Anti-hCLDN18.2 or anti-hCD3 antibodies binds CHO/hCLDN18.2 or human Pan-T cells dose-dependently. Schematic of the two anti-CLDN18.2 therapeutic molecule formats: a full length fully human IgG2ΔA D265A bispecific or diabody generated by combining CLDN18.2 and CD3 targeting arms though hinge mutations. (a) CHO engineered expressing hCLDN18.2 and human Pan-T cells were assayed for anti-CLDN18.2-CD3 Bispecific and diabody cell binding. The anti-CLDN18.2 arm of the bispecific and diabody binds in a dose-dependent manner to CHO/CLDN18.2 cell line (b) and the anti-CD3 arm to Pan-T cells (c).

Figure 4

The anti-CLDN18.2 ADC and anti-CLDN18.2 CD3 Bispecific inhibit growth of different hCLDN18.2-tumor cells.
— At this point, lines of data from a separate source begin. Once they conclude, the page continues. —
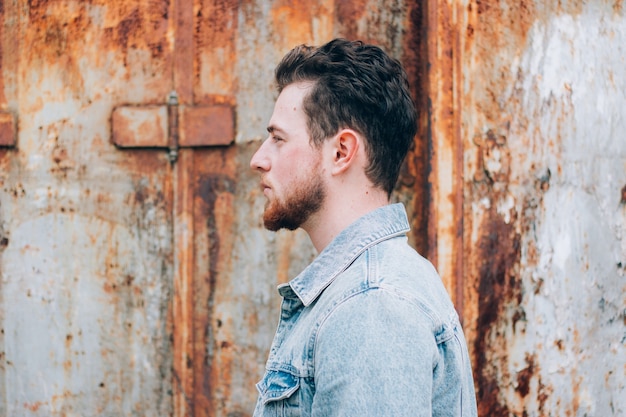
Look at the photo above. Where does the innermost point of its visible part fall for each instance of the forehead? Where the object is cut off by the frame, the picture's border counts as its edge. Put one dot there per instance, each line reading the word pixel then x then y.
pixel 288 115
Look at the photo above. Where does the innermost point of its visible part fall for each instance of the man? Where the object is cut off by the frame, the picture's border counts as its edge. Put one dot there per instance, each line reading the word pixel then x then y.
pixel 367 329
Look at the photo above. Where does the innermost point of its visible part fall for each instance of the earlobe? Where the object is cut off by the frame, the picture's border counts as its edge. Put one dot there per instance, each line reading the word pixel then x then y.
pixel 345 147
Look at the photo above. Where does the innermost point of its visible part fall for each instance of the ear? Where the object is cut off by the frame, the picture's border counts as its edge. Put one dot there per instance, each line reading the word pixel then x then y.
pixel 345 147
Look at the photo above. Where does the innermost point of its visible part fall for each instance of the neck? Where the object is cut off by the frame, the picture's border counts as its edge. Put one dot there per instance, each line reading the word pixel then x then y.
pixel 339 211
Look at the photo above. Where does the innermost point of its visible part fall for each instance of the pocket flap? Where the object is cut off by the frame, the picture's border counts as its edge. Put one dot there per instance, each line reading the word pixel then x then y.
pixel 277 385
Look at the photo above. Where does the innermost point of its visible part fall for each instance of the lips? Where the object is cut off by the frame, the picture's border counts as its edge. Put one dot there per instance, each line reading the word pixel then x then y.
pixel 265 187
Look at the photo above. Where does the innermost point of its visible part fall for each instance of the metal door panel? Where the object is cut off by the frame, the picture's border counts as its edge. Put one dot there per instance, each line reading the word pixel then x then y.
pixel 87 264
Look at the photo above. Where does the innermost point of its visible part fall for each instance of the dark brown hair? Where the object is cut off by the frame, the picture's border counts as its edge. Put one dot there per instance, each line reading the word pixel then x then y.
pixel 356 86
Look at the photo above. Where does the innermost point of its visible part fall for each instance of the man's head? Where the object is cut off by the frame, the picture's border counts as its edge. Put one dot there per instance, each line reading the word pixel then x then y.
pixel 356 86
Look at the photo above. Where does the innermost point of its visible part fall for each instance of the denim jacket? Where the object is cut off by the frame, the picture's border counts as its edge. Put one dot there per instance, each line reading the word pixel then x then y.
pixel 368 329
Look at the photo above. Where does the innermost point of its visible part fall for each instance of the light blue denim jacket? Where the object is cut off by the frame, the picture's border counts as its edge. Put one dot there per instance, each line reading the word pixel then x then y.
pixel 368 329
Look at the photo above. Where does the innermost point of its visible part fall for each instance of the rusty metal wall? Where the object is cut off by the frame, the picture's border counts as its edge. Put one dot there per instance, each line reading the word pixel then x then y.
pixel 86 254
pixel 542 91
pixel 136 277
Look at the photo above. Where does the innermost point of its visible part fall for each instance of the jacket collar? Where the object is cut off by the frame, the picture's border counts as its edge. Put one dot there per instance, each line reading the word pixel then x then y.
pixel 378 225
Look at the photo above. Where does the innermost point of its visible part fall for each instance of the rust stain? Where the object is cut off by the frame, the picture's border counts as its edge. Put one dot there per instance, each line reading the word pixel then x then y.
pixel 8 129
pixel 413 181
pixel 214 40
pixel 498 254
pixel 348 14
pixel 207 126
pixel 214 349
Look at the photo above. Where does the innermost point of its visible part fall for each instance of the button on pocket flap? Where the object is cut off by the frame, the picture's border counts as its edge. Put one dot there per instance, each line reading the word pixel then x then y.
pixel 277 385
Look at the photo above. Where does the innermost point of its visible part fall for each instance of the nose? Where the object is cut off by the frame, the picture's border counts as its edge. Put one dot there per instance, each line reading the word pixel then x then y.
pixel 260 161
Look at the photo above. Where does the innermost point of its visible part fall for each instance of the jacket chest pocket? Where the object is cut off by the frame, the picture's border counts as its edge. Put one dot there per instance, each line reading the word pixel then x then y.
pixel 278 395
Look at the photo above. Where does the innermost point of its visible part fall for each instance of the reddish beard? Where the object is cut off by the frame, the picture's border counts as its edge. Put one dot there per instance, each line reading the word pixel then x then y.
pixel 297 206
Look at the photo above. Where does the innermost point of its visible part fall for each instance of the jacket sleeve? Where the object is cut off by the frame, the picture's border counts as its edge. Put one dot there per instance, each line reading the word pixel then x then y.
pixel 374 356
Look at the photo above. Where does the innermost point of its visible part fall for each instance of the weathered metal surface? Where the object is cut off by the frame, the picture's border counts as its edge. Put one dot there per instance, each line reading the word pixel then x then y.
pixel 207 126
pixel 134 126
pixel 86 260
pixel 8 129
pixel 131 286
pixel 542 98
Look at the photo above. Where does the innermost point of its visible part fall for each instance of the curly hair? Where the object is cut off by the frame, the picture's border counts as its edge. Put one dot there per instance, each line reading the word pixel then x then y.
pixel 356 86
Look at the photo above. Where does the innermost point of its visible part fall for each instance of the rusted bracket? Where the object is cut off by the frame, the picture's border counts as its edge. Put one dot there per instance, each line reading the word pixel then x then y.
pixel 172 126
pixel 8 129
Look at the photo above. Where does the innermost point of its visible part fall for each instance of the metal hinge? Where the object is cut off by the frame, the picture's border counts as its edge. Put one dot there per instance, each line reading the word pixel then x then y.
pixel 172 126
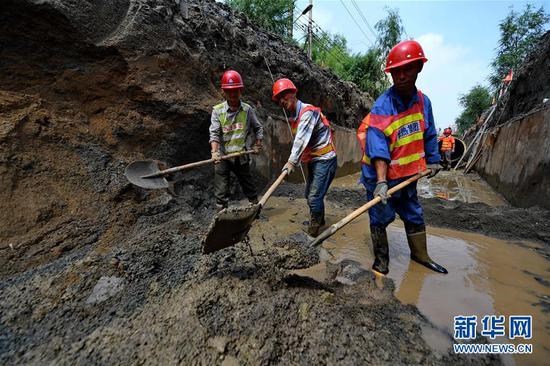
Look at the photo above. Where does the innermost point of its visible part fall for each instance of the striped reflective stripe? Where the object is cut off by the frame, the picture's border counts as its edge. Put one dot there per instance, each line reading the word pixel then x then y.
pixel 407 140
pixel 408 159
pixel 323 150
pixel 402 122
pixel 234 132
The anti-CLDN18.2 ADC generated through site-specific conjugation of cleavable linkers and auristatin drug payloads with a drug-to-antibody ratio (DAR) of 4 dose-dependently inhibited the BxPc3 and KATO-III/hCLDN18.2 cells growth. (a,b) The target cells were incubated with varying concentrations of anti-CLDN18.2 cleavable ADC for 4 days. The cell viability was determined by luminescence by using CellTiter-Glo reagent (Promega). n = 3 technical replicates. NNC-Auristatin: anti-BHV-Auristatin. Bispecific and diabody also effectively eliminates BxPC3 or KATO-III/hCLDN18.2-Luc cells in a dose dependent manner. (c,d) Luciferase-labeled target cells were incubated with varying concentrations of the antibody and fixed ratio of Pan-T vs tumor cells (5:1) for 2 days. After 2 days of incubation, viability of BxPC3 or KATO-III cells were assessed using One-Glo luciferase assay reagent (Promega). The IC_50s were then determined by nonlinear regression plot of percent specific cytotoxicity versus Log10 concentration of CLDN18.2 bispecific using GraphPad Prism software, Version 7.04. The results were shown as mean ± standard deviation (SD). αCD3-stumpy: CD3 variable and constant region combined with a truncated antibody consisting of only the hinge/constant region.

Figure 5

The anti-CLDN18.2 ADC and anti-CLDN18.2 CD3 Bispecific Inhibit tumor growths of Pancreatic Pan-1907 and Gastric CTG-1010 PDX. Anti-CLDN18.2 ADC with cleavable linker and DAR4 demonstrated dose-dependent efficacy against an established gastric and pancreatic patient-derived xenograft models after administering a single IV dose of Anti-CLDN18.2 ADC or Negative control (NNC) ADC 50 days (Pancreatic Pan-1907) or 46 days (Gastric CTG1010) after tumor inoculation. (a,b) Anti-CLDN18.2 CD3 bispecific and diabody were also efficacious at all doses tested in an established gastric patient-derived xenograft model. (c) All data shown as mean ± SEM. Tumor growth was monitored by caliper twice-weekly. All studies were performed in immune compromised NSG mice with n = 4–5 mice per group. Statistics represent two-way ANOVA analysis, all groups compared to NNC (for ADC, a,b) or αCD3-Stumpy (for bispecific, c) ****p < 0.0001).

Figure 6

Anti-CLDN18.2 ADC serum concentration-time profiles. Anti-CLDN18.2 ADC serum concentration-time profiles (total mAb and ADC) in rats after intravenous administration of 10 mg/kg on days 1 and 15. Concentration of total mAb and ADC, determined using an ELISA, are shown as solid and dashed lines, respectively.